The Chancellor announced this week in his Budget speech that there is to be a review on the rules about deeds of variation. This will take place over the new few months and the report will be released in the Autumn, promising to draw on a ‘wide range of views’.
It may turn out to be a politically motivated announcement to remind the electorate of the alleged use of such arrangements by the leader of the opposition, with the report providing little by way of indication of the underlying thinking. This is unlikely, but we must wait and see.
Nonetheless, whatever lies behind this, it does call into question the ability of private client practitioners to use deeds of variation to rearrange dispositions under wills or intestacy, whether to make those dispositions more fair and / or more tax effective.
The previous method of rearranging such dispositions was set out in the Finance Act 1975 s74 and the instruments which introduced what were commonly known as deeds of family arrangement. There was no direct definition of what such deeds could do; however HMRC was of the view that using such an instrument one could rearrange dispositions under a will or intestacy and redistribute property within the family or to beneficiaries under the will or intestacy. The relief from tax given only applied if the deed of family arrangement varied dispositions between existing beneficiaries or within a family, and did not apply if a ‘stranger’ were introduced as a beneficiary.
Deeds of variation, as currently used, give effect to a redistribution of assets in a deceased’s estate. For inheritance tax purposes the changes are read back as if made in the will or under the intestacy. As the Chancellor has hinted, deeds of variation are frequently used to mitigate inheritance tax but they do also have value, for example, in enabling a redistribution of assets to take account of changed family circumstances; an obvious example is children who inherit under the will of a parent using a deed of variation to pass assets to their own children (the testator’s grandchildren), reducing the overall liability to tax, and also putting assets into the hands of their children at an earlier age than might otherwise have been anticipated.
The deed must be executed by all beneficiaries whose interests are being reduced and it must be signed within two years of the date of the deceased’s death.

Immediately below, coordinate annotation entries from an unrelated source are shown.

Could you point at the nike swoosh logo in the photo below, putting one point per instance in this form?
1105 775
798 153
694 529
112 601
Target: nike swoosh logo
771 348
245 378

Executors or administrators must be parties to the deed where the effect is to cause a greater inheritance tax liability and it is recommended that they be parties even if that is not the case so that they are formally on notice of the changes to the devolution of the assets. Deeds of variation do not affect the income tax position. Any variation effected under the current legislation cannot be re-varied, which makes it essential to get it right in the first place.
The review of the rules may restrict deeds of variation so that they follow the structure of the older deed of family arrangement or the review may recommend they are abolished in their entirety. Either way, it is something to be considered as in the future there might not be opportunity to rearrange the disposition of an estate after death. It would be sensible for clients and practitioners regularly to review wills in place and any other post-death arrangements so that they are kept in line with changes in taxation and family circumstances. And, if a variation is being considered, it will be wise to take action sooner rather than later.